The housing situation is stable. It’s not about pricing or a “bubble” — yet — it’s about supply of available housing for those who want it.
- Thornberg said this is a very different business cycle that what the U.S. experienced in 2008 in regards to the pre-recession economy (subprime lending level during the Great Recession versus a healthy economy in 2020), consumer finances (low vs. high savings rates) and underlying drivers of the recession itself (demand shock vs. supply shock).
“This [time of the COVID-19 pandemic] was the deepest recession in history and also the shortest recession in history,” said Thornberg.
Unfortunately, there is still evidence of distress in the economy because the recovery is unbalanced.
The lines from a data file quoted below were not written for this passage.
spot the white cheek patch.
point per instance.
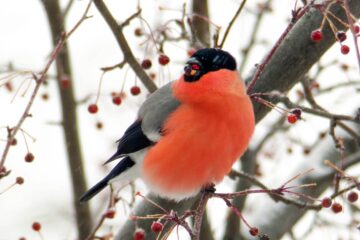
(154, 136)
(135, 171)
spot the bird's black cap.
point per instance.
(208, 60)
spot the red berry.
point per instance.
(2, 170)
(152, 76)
(13, 142)
(292, 118)
(19, 180)
(135, 90)
(191, 51)
(163, 59)
(99, 125)
(156, 227)
(110, 213)
(9, 86)
(326, 202)
(45, 96)
(65, 82)
(146, 64)
(352, 196)
(254, 231)
(297, 112)
(117, 100)
(341, 36)
(29, 157)
(316, 35)
(92, 108)
(122, 95)
(139, 234)
(36, 226)
(138, 32)
(336, 207)
(345, 49)
(356, 28)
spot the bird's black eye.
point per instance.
(191, 70)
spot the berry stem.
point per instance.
(260, 68)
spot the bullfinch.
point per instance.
(188, 133)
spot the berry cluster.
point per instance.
(337, 207)
(317, 36)
(294, 115)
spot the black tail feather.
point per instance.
(122, 166)
(94, 190)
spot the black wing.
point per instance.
(122, 166)
(133, 140)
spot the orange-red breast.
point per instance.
(188, 133)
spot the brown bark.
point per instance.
(69, 120)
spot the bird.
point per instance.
(188, 133)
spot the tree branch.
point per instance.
(70, 125)
(124, 46)
(293, 58)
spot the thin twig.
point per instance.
(123, 44)
(231, 23)
(39, 81)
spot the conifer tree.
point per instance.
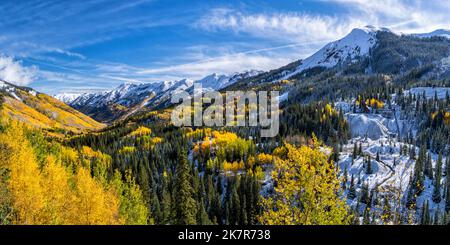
(437, 180)
(185, 204)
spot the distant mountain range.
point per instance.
(130, 97)
(41, 110)
(367, 50)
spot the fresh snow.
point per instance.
(436, 33)
(66, 97)
(129, 94)
(429, 92)
(348, 49)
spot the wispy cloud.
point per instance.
(407, 16)
(297, 27)
(12, 71)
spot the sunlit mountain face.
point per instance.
(92, 95)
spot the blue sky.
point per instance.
(79, 46)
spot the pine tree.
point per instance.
(428, 167)
(305, 194)
(185, 204)
(369, 166)
(426, 219)
(437, 183)
(387, 213)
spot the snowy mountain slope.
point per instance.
(346, 50)
(67, 97)
(391, 167)
(41, 111)
(114, 104)
(437, 33)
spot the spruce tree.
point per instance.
(185, 204)
(437, 183)
(351, 189)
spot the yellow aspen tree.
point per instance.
(308, 190)
(95, 205)
(24, 183)
(58, 194)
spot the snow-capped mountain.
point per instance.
(67, 97)
(144, 95)
(346, 50)
(437, 33)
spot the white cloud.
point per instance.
(296, 27)
(223, 65)
(407, 16)
(12, 71)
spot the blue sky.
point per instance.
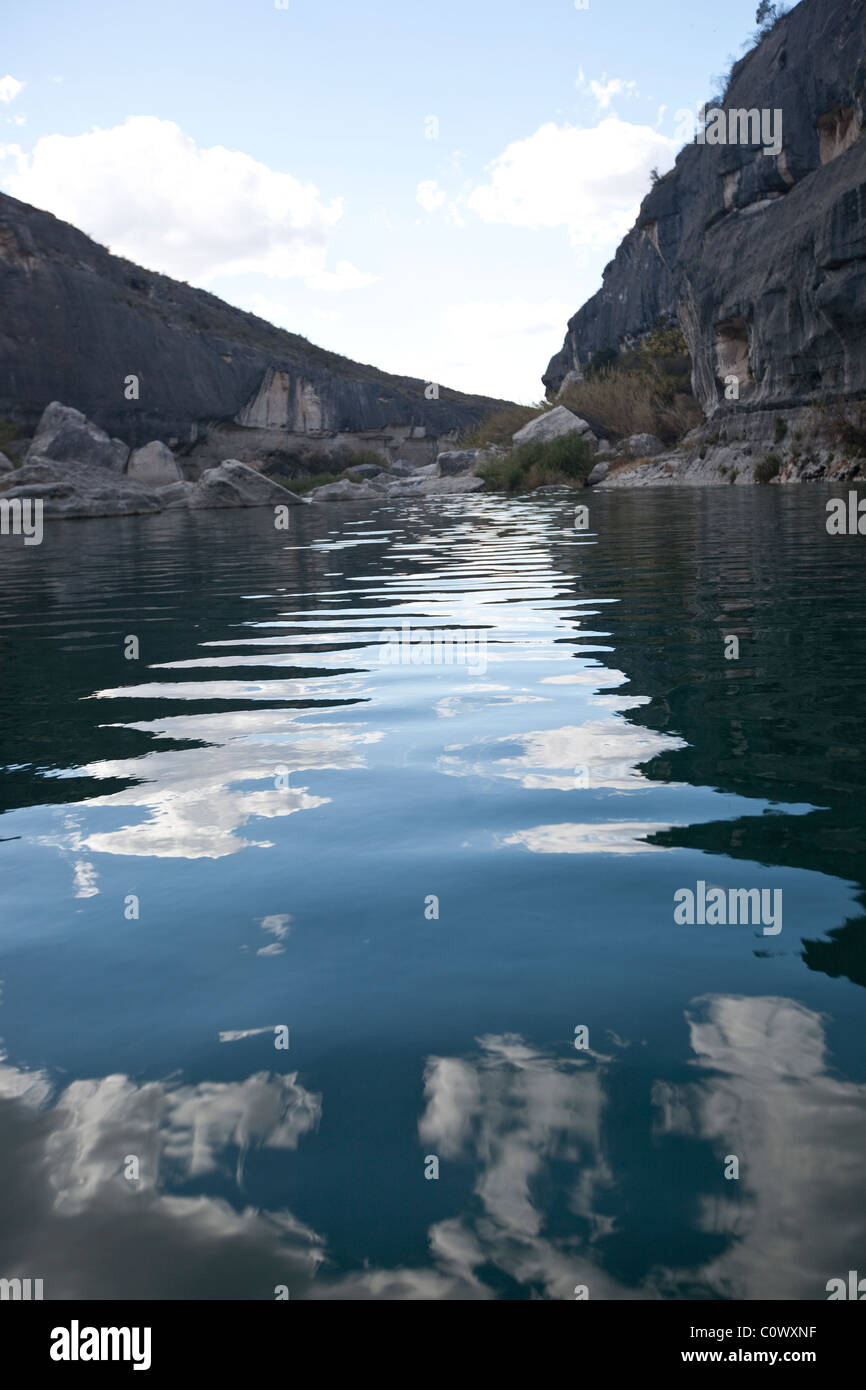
(431, 188)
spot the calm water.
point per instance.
(280, 806)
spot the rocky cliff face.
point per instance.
(761, 256)
(77, 323)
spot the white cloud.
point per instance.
(588, 180)
(10, 88)
(430, 195)
(154, 196)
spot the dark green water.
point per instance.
(280, 805)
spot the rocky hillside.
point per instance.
(761, 256)
(78, 321)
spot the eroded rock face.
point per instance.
(154, 464)
(644, 446)
(761, 257)
(232, 484)
(67, 437)
(75, 489)
(552, 424)
(91, 484)
(78, 323)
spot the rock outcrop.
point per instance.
(77, 471)
(154, 463)
(759, 256)
(453, 471)
(150, 359)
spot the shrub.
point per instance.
(645, 389)
(501, 426)
(537, 464)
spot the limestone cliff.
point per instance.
(78, 321)
(761, 256)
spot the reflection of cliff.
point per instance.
(783, 723)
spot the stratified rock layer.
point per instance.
(759, 256)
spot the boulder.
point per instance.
(67, 437)
(644, 446)
(74, 489)
(154, 464)
(364, 470)
(234, 484)
(598, 474)
(552, 424)
(402, 469)
(459, 483)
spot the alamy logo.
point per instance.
(438, 648)
(21, 1289)
(737, 906)
(77, 1343)
(22, 516)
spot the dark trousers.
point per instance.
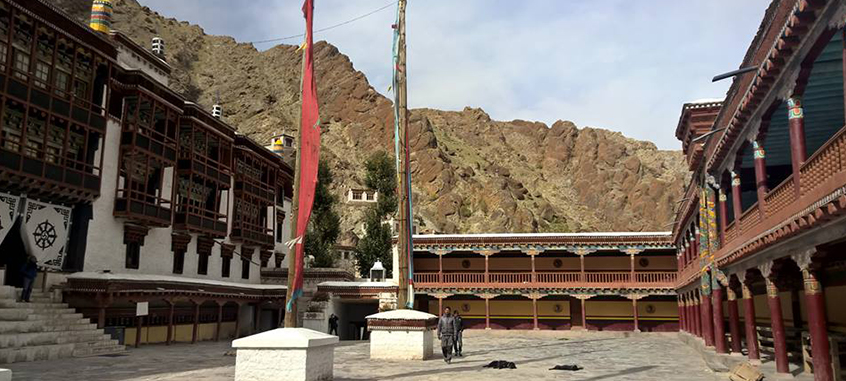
(27, 291)
(447, 342)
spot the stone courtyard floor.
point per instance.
(604, 356)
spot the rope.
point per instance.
(326, 28)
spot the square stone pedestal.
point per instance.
(402, 335)
(290, 354)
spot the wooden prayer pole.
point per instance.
(402, 119)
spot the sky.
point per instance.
(622, 65)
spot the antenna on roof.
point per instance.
(217, 109)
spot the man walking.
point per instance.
(333, 325)
(459, 332)
(446, 334)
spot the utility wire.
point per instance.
(327, 28)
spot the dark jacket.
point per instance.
(446, 326)
(29, 270)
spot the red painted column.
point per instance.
(487, 312)
(723, 210)
(734, 321)
(170, 323)
(798, 153)
(697, 316)
(635, 315)
(196, 332)
(719, 324)
(735, 200)
(760, 174)
(818, 327)
(707, 321)
(749, 323)
(777, 323)
(535, 312)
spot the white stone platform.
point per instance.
(402, 335)
(285, 354)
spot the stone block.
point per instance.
(285, 354)
(402, 335)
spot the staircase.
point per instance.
(47, 330)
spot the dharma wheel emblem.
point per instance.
(45, 235)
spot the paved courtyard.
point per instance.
(604, 356)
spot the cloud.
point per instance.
(622, 65)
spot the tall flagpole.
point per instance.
(404, 236)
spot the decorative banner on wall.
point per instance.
(45, 232)
(8, 213)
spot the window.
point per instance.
(245, 268)
(42, 74)
(133, 255)
(225, 267)
(178, 261)
(4, 50)
(203, 264)
(61, 82)
(21, 65)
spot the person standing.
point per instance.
(446, 334)
(333, 325)
(30, 272)
(459, 330)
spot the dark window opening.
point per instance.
(245, 268)
(225, 267)
(203, 264)
(133, 255)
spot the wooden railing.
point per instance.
(750, 218)
(780, 196)
(548, 279)
(731, 232)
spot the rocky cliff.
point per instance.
(470, 173)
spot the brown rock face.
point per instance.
(470, 173)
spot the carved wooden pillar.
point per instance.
(196, 332)
(817, 324)
(734, 321)
(777, 322)
(723, 210)
(735, 200)
(707, 320)
(719, 324)
(172, 305)
(798, 153)
(219, 321)
(749, 320)
(760, 174)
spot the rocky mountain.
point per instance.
(470, 173)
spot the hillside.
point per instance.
(471, 174)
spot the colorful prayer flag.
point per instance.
(309, 152)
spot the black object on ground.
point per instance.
(566, 367)
(501, 364)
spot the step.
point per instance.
(45, 326)
(36, 353)
(9, 314)
(12, 303)
(15, 340)
(99, 350)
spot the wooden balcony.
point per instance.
(563, 279)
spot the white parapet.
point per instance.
(402, 335)
(285, 354)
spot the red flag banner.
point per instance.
(309, 152)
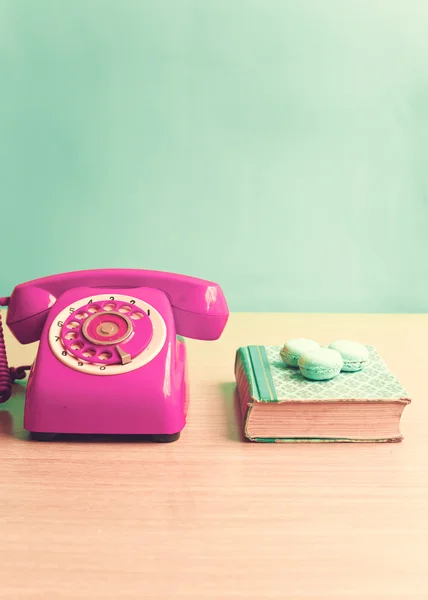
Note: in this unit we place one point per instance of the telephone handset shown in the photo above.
(109, 359)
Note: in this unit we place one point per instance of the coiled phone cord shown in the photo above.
(8, 374)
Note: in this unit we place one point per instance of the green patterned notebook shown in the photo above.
(279, 405)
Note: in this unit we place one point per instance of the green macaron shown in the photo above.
(355, 355)
(293, 349)
(320, 364)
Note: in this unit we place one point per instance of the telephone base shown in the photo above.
(162, 438)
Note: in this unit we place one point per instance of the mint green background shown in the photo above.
(277, 147)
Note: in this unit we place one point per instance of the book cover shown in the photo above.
(263, 378)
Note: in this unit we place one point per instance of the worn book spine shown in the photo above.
(255, 384)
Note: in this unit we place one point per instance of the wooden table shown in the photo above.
(211, 516)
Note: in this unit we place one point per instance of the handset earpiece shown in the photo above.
(28, 309)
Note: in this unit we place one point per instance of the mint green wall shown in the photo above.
(277, 147)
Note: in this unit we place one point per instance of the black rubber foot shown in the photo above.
(165, 438)
(42, 437)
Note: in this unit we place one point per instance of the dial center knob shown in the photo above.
(106, 328)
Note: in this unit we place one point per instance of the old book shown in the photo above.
(279, 405)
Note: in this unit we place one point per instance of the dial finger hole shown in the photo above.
(94, 308)
(89, 353)
(76, 346)
(109, 306)
(81, 316)
(136, 316)
(125, 309)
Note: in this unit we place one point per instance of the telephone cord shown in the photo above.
(8, 375)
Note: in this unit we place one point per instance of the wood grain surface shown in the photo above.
(211, 516)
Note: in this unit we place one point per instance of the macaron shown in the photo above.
(293, 349)
(355, 355)
(320, 364)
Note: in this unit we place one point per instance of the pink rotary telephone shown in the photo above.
(109, 359)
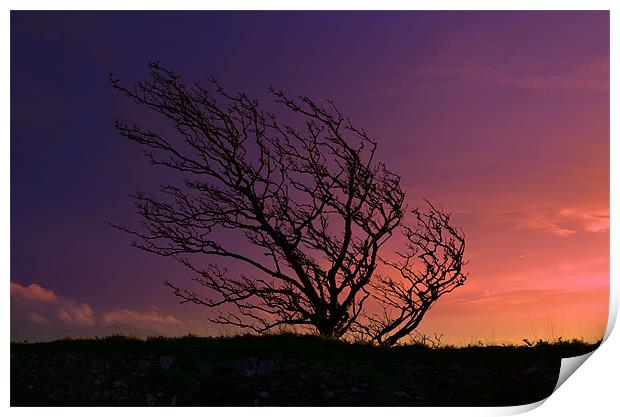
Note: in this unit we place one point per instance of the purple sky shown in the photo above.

For example, services are lagging behind while durable and non-durable goods are way above trend.
San Francisco, he said, is about 35 percent down from where they were pre-pandemic because of their reliance on tourism and business-related travel, while San Jose remained relatively stable.
Goods trade is hot, but supply is slow because of the extraordinary demand we are experiencing at the moment.
Overall, national profits are up, along with corporate profits; tech employment is also up, which is great news for Silicon Valley.
Restaurants, hotels, airlines and entertainment are still struggling to get back; they couldn’t rebound until the vaccine rollout and the virus was under control. Yet, travel is currently picking up, and pent up demand for it is at an all-time high — Thornberg suggested buying tickets and planning your travel for the rest of the year now, as prices are expected to continue to rise.
There is a supply crisis in housing in California. Thornberg explained that middle-income people in the state are tired of being outbid for homes and are migrating to other areas where they can find houses without as much competition. With interest rates low and mortgage rates down, we’re seeing a “panic buying market,” not a “bubble” as with the previous recession.
Commercial real estate is still slow; suburban retail in particular has been impacted because of online shopping.
The labor market is “way behind in recovery,” despite employers adding 850,000 workers in June, the largest gain in 10 months. Thornberg explained the reason is a shortage of labor supply, meaning there are a tremendous amount of jobs available but not enough people to fill them.
This is due to a few factors: Some unemployed workers were temporarily laid off and are waiting for their jobs to come back, some are still using their unemployment benefits, and others have money in the bank and are comfortable with waiting for the “right” jobs, which Thornberg described as ones that will lead to better opportunities down the road.
In addition, a great deal of people retired during the pandemic, many of them seniors, and voluntary quits are at an all-time high.
Overall, Thornberg advised the tight labor market is here to stay, and this shortage of labor supply will continue. The answer: Businesses must consider how to retool in order to compensate for the labor shortage long term.
In short, parts of the economy are still struggling, but the strong growth we are experiencing will provide relief. Thornberg stressed the importance of refraining from referring to everything as a crisis, in favor of looking toward the future — now.
“We need to think about the generations coming behind us, whether we’re talking about climate change, whether we’re talking about housing supply, whether we’re talking about the basic issue of the fiscal deficit. We need to go back to thinking about tomorrow.”